🎯 1. Escala vs. Coerência Institucional
O Brasil é, sem dúvida, uma potência em escala. Nosso modelo de ensino superior, especialmente no setor privado, conseguiu expandir o acesso de forma impressionante, impulsionado principalmente pelo EAD.
A Colômbia, por outro lado, cresce com mais equilíbrio.
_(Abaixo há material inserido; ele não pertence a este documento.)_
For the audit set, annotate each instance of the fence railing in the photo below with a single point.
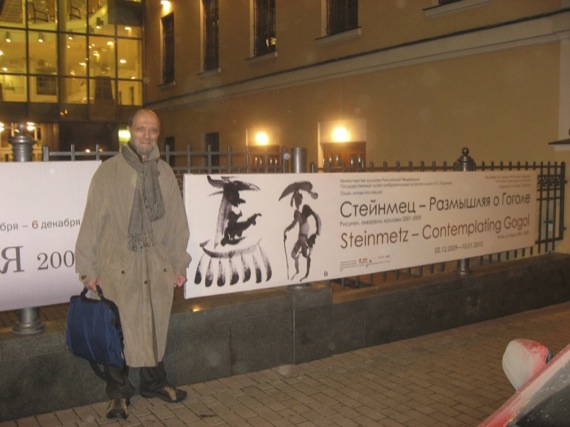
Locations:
(550, 192)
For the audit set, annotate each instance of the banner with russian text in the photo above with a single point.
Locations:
(42, 206)
(258, 231)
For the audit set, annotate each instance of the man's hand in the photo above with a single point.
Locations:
(179, 281)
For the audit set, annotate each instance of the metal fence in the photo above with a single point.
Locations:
(550, 189)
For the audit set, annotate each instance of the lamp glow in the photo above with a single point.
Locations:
(340, 134)
(261, 138)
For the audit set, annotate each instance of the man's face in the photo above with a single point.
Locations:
(144, 132)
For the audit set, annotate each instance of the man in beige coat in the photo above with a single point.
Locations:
(132, 243)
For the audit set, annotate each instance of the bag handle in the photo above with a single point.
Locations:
(99, 292)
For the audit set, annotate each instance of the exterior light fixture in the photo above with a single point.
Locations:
(261, 138)
(165, 5)
(340, 134)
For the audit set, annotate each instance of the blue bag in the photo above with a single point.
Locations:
(94, 330)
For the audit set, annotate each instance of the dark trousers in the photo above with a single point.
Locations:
(119, 386)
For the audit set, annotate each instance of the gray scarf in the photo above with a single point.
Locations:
(147, 203)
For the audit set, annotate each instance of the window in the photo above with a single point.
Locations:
(265, 40)
(168, 48)
(342, 15)
(211, 42)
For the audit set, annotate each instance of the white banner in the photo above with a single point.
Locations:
(258, 231)
(41, 211)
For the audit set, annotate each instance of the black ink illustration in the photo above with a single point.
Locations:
(233, 253)
(301, 217)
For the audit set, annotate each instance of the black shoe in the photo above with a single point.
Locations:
(167, 393)
(118, 408)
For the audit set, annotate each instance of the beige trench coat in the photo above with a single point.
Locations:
(140, 283)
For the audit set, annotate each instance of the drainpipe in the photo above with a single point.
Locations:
(28, 318)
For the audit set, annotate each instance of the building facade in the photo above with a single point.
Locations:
(70, 69)
(363, 80)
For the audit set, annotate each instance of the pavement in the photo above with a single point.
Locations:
(449, 378)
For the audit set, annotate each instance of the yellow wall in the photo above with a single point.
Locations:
(503, 106)
(490, 78)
O que se percebe é uma forte coerência entre:
- missão institucional
- modelo acadêmico
- execução estratégica
A UNIMINUTO é um exemplo emblemático: conseguiu escalar com capilaridade nacional sem perder sua essência de inclusão social.
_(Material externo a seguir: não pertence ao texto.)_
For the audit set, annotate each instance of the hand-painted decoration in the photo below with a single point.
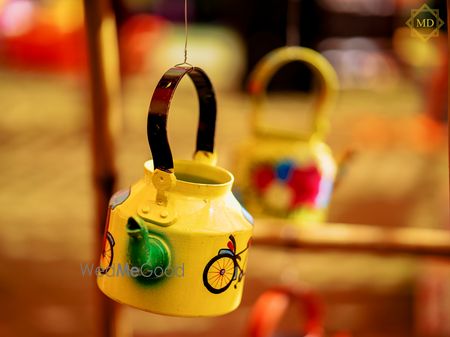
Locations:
(107, 256)
(288, 174)
(169, 224)
(224, 268)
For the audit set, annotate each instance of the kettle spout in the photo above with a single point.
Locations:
(147, 251)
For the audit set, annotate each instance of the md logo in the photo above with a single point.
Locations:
(425, 22)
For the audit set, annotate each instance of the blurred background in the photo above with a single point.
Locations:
(392, 112)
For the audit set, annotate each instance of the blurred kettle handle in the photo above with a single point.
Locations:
(271, 63)
(271, 306)
(159, 110)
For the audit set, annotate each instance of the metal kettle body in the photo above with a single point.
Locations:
(284, 174)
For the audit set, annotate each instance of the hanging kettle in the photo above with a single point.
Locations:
(176, 241)
(285, 174)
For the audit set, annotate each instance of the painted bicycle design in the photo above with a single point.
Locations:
(224, 268)
(107, 255)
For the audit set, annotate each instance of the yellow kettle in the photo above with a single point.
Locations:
(176, 242)
(284, 174)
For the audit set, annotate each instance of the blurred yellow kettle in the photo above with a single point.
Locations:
(288, 174)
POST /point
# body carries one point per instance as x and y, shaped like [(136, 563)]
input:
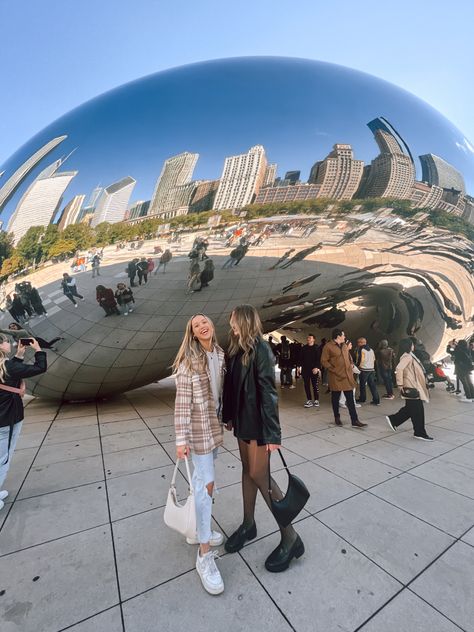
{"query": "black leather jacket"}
[(250, 397)]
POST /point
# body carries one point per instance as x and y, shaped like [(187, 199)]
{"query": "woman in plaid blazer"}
[(199, 371)]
💻 2. EAD: industrialização vs. integração
No Brasil, o EAD atingiu níveis de industrialização:
- alta escala
- padronização
- forte eficiência de custos
Na Colômbia, o EAD segue um caminho diferente:
- mais integrado ao projeto pedagógico
- conectado ao território e às comunidades
- com maior preocupação com a experiência do aluno
O resultado? Menos escala — mas maior coerência acadêmica.
🏛️ 3. Governança e Planejamento: um diferencial silencioso
Um dos pontos que mais me chamou atenção foi o nível de maturidade na gestão institucional.
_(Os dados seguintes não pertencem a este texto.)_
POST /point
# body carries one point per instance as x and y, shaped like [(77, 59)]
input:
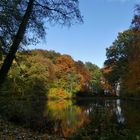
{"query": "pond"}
[(96, 119)]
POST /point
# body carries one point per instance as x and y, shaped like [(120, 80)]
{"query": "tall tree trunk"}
[(16, 42)]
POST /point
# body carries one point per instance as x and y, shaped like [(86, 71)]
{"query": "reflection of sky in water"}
[(69, 116), (119, 114)]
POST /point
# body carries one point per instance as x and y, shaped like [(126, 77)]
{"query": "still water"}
[(98, 119)]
Na Pontificia Universidad Javeriana, por exemplo, o planejamento estratégico não é apenas um documento — é um sistema vivo, com:
- metas claras
- indicadores bem definidos
- integração total com a missão institucional
Isso ainda é um desafio relevante no Brasil, onde muitas instituições operam com foco mais operacional do que estratégico.
🌍 4. Internacionalização como estratégia (e não discurso)
A Universidad de los Andes demonstra como a internacionalização pode ser um verdadeiro ativo competitivo:
- presença em rankings globais
- parcerias internacionais estruturadas
- forte atração de estudantes e professores
No Brasil, ainda avançamos de forma tímida nesse aspecto.
💼 5. Educação continuada e conexão com o mercado (inovação e patentes)
Outro ponto de destaque é o papel da educação continuada.
Na Colômbia, especialmente na Universidad de los Andes, ela é tratada como parte central da estratégia institucional — diretamente conectada à empregabilidade e às demandas do mercado. Vale ressaltar a proximidade com o mercado visando o desenvolvimento de projetos aplicados, inovação e patentes.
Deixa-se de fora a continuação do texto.